Replacing SQL Joins with the SAS Data Step Hash Object

So it has been a very long time since I posted on here, a lot of changes in the meantime. Long story short, I got busy, changed jobs, still busy now, but with the change in scene I have a little more motivation to blog and hopefully some more interesting things to say. I figured I’d start out by posting a quick summary of a technical presentation I gave to the SUNZ quarterly meeting late last year.

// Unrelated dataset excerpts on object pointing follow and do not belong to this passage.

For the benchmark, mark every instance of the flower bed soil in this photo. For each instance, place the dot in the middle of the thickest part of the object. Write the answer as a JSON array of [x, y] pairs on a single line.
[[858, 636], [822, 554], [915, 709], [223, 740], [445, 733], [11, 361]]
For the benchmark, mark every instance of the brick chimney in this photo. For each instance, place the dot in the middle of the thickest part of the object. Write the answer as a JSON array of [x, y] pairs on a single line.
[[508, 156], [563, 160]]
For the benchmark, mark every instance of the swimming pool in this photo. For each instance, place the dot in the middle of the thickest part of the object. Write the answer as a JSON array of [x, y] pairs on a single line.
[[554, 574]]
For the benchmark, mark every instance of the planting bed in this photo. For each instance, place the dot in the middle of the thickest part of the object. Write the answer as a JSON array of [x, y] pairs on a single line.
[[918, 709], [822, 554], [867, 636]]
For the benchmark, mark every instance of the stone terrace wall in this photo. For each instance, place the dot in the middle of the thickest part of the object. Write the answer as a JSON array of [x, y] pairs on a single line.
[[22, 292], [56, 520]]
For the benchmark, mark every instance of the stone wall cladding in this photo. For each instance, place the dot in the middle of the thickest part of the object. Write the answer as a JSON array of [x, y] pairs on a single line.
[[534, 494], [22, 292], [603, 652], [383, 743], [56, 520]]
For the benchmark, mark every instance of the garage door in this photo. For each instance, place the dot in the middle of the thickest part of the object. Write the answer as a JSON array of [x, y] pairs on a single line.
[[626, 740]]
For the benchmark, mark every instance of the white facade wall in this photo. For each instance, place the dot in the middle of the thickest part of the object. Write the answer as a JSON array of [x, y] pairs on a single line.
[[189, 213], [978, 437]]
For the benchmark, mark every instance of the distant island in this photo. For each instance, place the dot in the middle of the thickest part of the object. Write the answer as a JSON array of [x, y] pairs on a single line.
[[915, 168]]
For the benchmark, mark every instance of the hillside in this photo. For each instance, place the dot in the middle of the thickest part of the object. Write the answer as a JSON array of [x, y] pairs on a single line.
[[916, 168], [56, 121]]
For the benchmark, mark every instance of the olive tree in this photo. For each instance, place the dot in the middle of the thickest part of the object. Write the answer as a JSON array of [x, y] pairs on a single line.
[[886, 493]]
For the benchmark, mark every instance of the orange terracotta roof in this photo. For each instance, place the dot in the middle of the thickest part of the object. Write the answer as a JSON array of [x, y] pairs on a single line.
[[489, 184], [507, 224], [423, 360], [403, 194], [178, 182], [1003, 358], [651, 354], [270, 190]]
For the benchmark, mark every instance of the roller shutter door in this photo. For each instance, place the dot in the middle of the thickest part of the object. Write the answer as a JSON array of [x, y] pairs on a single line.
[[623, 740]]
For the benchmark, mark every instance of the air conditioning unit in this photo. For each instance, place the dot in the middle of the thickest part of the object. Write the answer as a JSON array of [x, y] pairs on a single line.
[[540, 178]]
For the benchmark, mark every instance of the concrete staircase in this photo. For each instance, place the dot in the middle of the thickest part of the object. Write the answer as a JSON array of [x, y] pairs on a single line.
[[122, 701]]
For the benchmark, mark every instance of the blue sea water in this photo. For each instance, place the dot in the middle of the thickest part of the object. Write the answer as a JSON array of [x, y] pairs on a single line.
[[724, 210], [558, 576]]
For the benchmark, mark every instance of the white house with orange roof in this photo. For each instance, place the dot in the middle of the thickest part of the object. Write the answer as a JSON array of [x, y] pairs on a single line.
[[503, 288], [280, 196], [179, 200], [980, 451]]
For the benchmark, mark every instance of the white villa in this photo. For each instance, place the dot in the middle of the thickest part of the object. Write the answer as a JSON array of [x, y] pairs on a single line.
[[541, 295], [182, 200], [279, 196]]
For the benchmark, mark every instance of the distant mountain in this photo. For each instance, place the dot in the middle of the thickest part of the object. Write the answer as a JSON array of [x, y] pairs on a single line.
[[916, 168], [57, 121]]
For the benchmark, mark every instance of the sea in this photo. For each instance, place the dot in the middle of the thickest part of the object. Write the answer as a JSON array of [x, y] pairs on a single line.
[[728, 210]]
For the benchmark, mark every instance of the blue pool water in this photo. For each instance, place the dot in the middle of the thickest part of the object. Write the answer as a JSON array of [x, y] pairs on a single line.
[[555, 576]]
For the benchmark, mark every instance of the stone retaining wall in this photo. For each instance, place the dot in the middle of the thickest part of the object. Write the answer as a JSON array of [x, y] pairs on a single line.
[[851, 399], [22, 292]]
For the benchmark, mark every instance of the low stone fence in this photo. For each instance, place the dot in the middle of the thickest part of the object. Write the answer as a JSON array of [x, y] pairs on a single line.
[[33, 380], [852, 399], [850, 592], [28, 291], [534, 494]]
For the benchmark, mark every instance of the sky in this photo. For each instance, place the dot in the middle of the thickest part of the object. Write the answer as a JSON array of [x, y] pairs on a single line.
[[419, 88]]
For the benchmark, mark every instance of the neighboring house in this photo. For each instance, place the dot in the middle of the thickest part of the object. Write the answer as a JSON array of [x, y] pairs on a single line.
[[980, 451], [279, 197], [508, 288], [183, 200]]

The presentation was a brief look at how to use the SAS data step hash object to replace expensive SQL joins. The scenario I had in mind was a typical one working with a data warehouse, where we join from a large, central fact table to several (typically smaller) dimension tables:

Join

The thing is, even when the dimension tables are (relatively) small, each lookup from the fact extracts a cost, in the form of CPU time – so the more rows in the fact, the more this costs. Not only that, but as the dimensions grow (which they naturally will over time), the CPU time required for each lookup will increase. This is why the quick and easy report which took 5 minutes to run when you wrote it a year ago now keeps you (and perhaps the rest of your reporting batch) waiting for the best part of an hour.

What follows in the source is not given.